Verde y blanco son los dos colores elegidos para la amplia sala de estar que está unida al comedor principal, con salida a la terraza con grandes vistas de la ciudad y anexado además un completo gimnasio para uso personal.
Varias actividades en una amplia superficie, pero sectorizadas virtualmente con el mobiliario y diversos trucos decorativos.
La zona de living o estar principal se compone de un gran sillón en L, en cuero blanco, que contrasta armoniosamente con el verde de las paredes. Un sillón con módulos componibles, que en el caso de grandes reuniones de puede separar y formar varios sillones más pequeños.

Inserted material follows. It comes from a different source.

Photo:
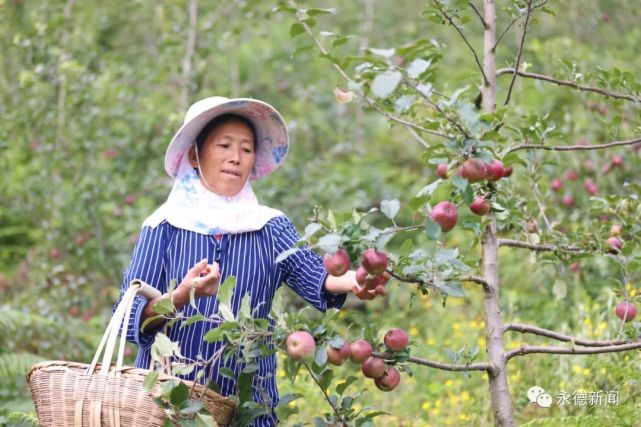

Una gran mesa baja, con su tapa en vidrio de grueso espesor es sostenida por una base de vidrio esmerilado. Muebles en madera blanca diseñados a medida, de simpleza en sus líneas, han sido pensados con la máxima funcionalidad.
Unido a la sala, la zona de comedor que mantiene los mismos colores.
Una chaislonge también en cuero blanco divide virtualmente la zona de comedor de la sala de estar principal.
El comedor diario se compone de una gran mesa con cuatro sillas y con un original mueble en madera blanco, pensado para ubicar el televisor en un lugar protagónico. El techo con iluminación dicroica, se contrapone con un piso de porcellanato negro. Una terraza con muebles en madera blanca y cuero, con un buen sector de parrilla y una singular abertura en el techo que permite aún más el ingreso de luz.
El dormitorio marca una diferencia con el resto de la casa. De amplias dimensiones, la cama king se enmarca en un gran respaldar de cuero trabajado en capitoné, de color negro que contrasta con la pared de fondo en un revestimiento vinilizado de color celeste.